All Creatures besides,
When they please change their Brides.
All Females they get when they can,
Whilst they nothing but Nature obey,
How happy, how happy are they?
But the silly fond Animal, Man,
Makes laws 'gainst himself, which his Appetites sway;
Poor Fools, how unhappy are they?
(II, pp. 43-4)
By the end of Act II, the libertine's conception of the natural has been subjected to further pressure. Maria—a woman whose lover Octavio has been killed in Act I and impersonated by Don John—enters cross-dressed. In contrast to Don John's programmatic promiscuity, her commitment to monogamy is so extreme that it has turned her into a bloodthirsty revenger. Arguably, the audience is not much more comfortable with this than with Don John's polygamous permissiveness; and we are to see its effects again later, when Leonora continues to be in thrall to Don John no matter how much she comes to know about his nature and actions. At this point in Act II, Maria's function is further to vex the conception of human nature by introducing the country-city dichotomy, contending that ‘barbarous Art’ has debauched the innocent natures of all urban dwellers: ‘More savage cruelty reigns in Cities, / Than ever yet in Desarts among the / Most venemous Serpents’ (II, p. 48). In Act IV this thread is taken up in a pastoral masque, the point of which is to suggest that ‘uncorrupted Nature’ exists only in the improbable setting of nymphs and shepherds—though their intention to ‘geld’ Jacomo (the shepherds apprehend him after he has been forced to take part in his master's rape of the nymphs; apparently he lacks Don John's aristocratic fleetness of foot) suggests that these shepherds are not entirely idealised. They also possess some ‘georgic’ skills! Before Act II ends, the appearance of the Ghost of Don John's father threatening Divine vengeance upon the whole pack of them throws the conception of what is natural into the melting-pot. A legend in which, famously, a stone statue of the murdered Governor of Seville accepts an invitation to supper is one in which, at the very least, what is ‘natural’ cannot be taken for granted: and in Shadwell's play the supernatural is deployed to interrogate this worldly philosophies of experience.

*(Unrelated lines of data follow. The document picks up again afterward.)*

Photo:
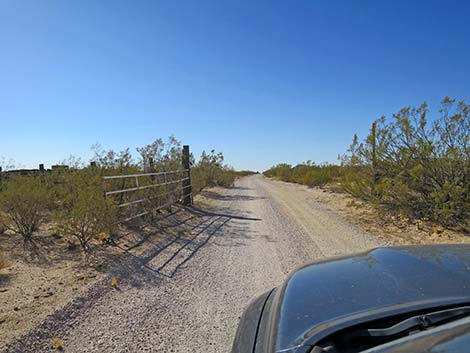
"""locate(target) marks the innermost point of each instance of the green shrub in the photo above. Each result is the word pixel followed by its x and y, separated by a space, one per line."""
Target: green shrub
pixel 25 201
pixel 210 171
pixel 84 212
pixel 305 173
pixel 416 168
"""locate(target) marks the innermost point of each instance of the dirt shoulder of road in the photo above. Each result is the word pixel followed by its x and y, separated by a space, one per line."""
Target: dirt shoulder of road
pixel 34 283
pixel 399 230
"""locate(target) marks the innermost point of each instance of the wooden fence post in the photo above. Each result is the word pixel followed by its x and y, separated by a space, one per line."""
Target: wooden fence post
pixel 187 199
pixel 374 157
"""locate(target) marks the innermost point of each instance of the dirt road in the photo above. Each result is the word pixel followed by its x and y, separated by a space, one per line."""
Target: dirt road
pixel 197 286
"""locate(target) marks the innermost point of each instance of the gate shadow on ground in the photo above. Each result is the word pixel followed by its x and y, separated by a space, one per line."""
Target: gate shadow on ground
pixel 162 247
pixel 212 195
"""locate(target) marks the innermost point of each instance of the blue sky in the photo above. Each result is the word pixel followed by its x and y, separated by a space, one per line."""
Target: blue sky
pixel 262 81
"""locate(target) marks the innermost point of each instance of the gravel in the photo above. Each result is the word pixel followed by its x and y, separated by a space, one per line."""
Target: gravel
pixel 197 286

Act III is the philosophical heart of the play, where the action responds most directly to Rochester's poem. Fleeing from a Seville that has become too hot for them, our heroes are caught in a storm at sea and later precipitated upon a seemingly strange coast—which is in fact their native land—where they meet with a religious hermit, who is horrified by their demand for whores and is provoked into this discussion:
HERM.
Oh Monsters of impiety! are you so lately scap'd the wrath of Heaven, thus to provoke it?
D. Ant.
How! by following the Dictates of Nature, who can do otherwise?
D. Lop.
All our actions are necessitated, none command their own wills.
HERM.
Oh horrid blasphemy! would you lay your dreadful and unheard of Vices upon Heaven? No, ill men, that has given you free-will to do good.
D. Joh.
I find thou retir'st here, and never read'st or think'st.
Can that blind faculty the Will be free
When it depends upon the Understanding?
Which argues first before the Will can chuse;
And the last Dictate of the Judgment sways
The Will, as in a Balance, the last Weight
Put in the scale, lifts up the other end,
And with the same Necessity.
(III, p. 55)
Don John argues that the understanding is programmed by the sense impressions conveyed to it, and thus we do not have free will. So if we are evil, we are so by ‘nature’, acting as we must according to the sharpness with which sensory imperatives are conveyed to the understanding. To some extent, the irrational behaviour of Leonora and of two local women, Flavia and Clara, appears to bear out Don John's view. The girls are to be married the following day, but they have heard that English women have much more liberty than Spanish, that in England anything goes in sexual mores—and they desire a taste of such ‘natural’ freedom. The song they sing sets out to vindicate female libertinism:
Woman who is by Nature wild,
Dull bearded man incloses;
Of Nature's freedom we're beguil'd
By Laws which man imposes:
Who still himself continues free,
Yet we poor Slaves must fetter'd be.
(III, p. 60)
But their attempt to follow through on this desire for sexual liberation provokes an orgy of crime culminating in the murder of their father, the death of Maria, and the wounding of their two bridegrooms, such that they are brought to a religious recognition—‘'Twas our vile disobedience / Caus'd our poor Fathers death, which Heaven / Will revenge on us’ (IV, pp. 73-4)—and they determine to expiate their sins in a religious sanctuary. In the event, they do not spend long enough in the cloister to achieve this because they are smoked out of it like bees in a hive by Don John's gang intent upon their rape. Significantly again in view of this play's attempt to combat vice with pastoral, it is the shepherds who foil the attempt. In what remains of the play, the supernatural machinery of the legend takes over, as Don John's gang are made by the ghost and the statue to celebrate a ritual black mass in the company of the ghosts of all those they have murdered. In the Faustian finale, Don John is haled off to hell still refusing to repent, meeting his death with all the bravado of the villain in a Jacobean tragedy.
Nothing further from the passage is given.